Using these tools, we were able to draw out from the massive amount of data some really good hypotheses. After a while, we also realized that grounded theory is a perfect methodology for codifying both quantitative and qualitative information—and identifying relationships, and clusters of relationships. This was how the CIA used grounded theory and a large volume of data to figure out where Osama bin Laden was hiding:
The connections between data points were visualized as lines, with shorter lines representing stronger connections. The CIA has released to the public nearly 470,000 additional files recovered in the May 2011 raid on Usama Bin Ladin’s compound in Abbottabad, Pakistan. Former CIA Director Mike Pompeo authorized the release in the interest of transparency and to enhance public understanding of al-Qa‘ida and its former leader.

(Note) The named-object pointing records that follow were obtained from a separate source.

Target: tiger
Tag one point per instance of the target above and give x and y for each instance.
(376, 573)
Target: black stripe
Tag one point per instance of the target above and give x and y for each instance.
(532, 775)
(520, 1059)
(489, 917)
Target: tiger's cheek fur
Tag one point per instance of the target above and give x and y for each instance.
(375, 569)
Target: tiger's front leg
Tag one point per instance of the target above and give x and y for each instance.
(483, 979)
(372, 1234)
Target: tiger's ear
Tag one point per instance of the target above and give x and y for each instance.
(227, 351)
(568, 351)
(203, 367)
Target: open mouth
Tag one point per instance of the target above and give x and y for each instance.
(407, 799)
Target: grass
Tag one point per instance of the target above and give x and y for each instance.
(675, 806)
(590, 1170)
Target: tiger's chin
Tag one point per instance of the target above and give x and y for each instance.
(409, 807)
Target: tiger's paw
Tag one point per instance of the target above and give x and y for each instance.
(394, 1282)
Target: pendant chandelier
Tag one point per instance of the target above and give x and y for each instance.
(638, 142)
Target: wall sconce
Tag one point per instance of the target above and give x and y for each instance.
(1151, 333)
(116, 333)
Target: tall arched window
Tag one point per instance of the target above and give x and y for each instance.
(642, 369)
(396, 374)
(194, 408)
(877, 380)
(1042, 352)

What does all this have to do with running your business? The answer is in using data connectivity to make better decisions.
In terrorist networks, high degree centrality, or connectedness, may identify influential actors who are most at risk of detection by law enforcement due to redundant ties. The centrality measures for individual network members reveal a notable amount of variability. At the lowest end of the continuum, Salem Sa’ed Salem in-Suweid is only connected to two actors, which scores a 3.7 percent connectedness rating.
Conversely, Said Bahaji is linked with 48 others, an 88.9 percent connectedness. The relative differences in connectedness has advantages and disadvantages. Bahaji may be most able to significantly influence the network, but he also has the greatest exposure and so is most vulnerable to detection. On the other hand, bin-Suweid is least susceptible to detection, but he is also the most isolated and therefore the least able to exert leverage.
We learned from this data that we could take this technique in a new direction—not using just source, target, and relationship, which is the cornerstone of grounded theory, but rather taking perspectives on clustering on several levels.
The enhanced clustering technique is now widely used by cutting-edge technology companies like Netflix, which is most interested in discovering what customers like to watch and what is likely to keep them glued to the platform. Netflix can only justify its prices by keeping the user base enormous and engaged.
Netflix monitors which scenes make the viewers hit the pause button, which scenes they like to replay, what they skip over and more. Based on that data, Netflix designed new shows based on crowdsourced preferences. This is really digital anthropology on a massive scale, all to keep viewers engaged and binge-watching.
It reminds me of the film Scrooged, in which a TV executive discovers that a majority of his viewers have cats, so he creates a detective program where the protagonist dangles a string everywhere he goes.
Grounded theory is just one of the many ways my team and I have been handling, codifying, comparing, and contrasting vast amounts of complex quantitative and qualitative data to generate hypotheses and form tested theories. Those theories be used on a deeper level to enhance understanding and to make recommendations that are tangible, measurable, trackable, and actionable.
The secret is no secret at all. It is the same method that science has used for centuries to find verifiable truths about the world. Bit by bit, this original research forms the underpinning of every technology we use to navigate through our daily lives, from cloud-based apps that tell us where we need to go next, to the satellite-based GPS that tells us how to get there. The mechanism science uses is the Universal Undo Button, in the form of hypothesis-based experimentation and data analysis.
A single success tells you nothing. Only repeated successes or failures can tell your company which is the best way to proceed. You don’t need to be stuck in an eternal loop of trial and error like Groundhog Day. Instead, a sophisticated data analysis of crafted experiments can provide a deeper understanding of the nature of whatever you are testing. Successful innovation requires you to hit Undo over and over to discover the precise combination of capabilities that will bring your next innovation to life, and thereby prolonging the lifespan of your company.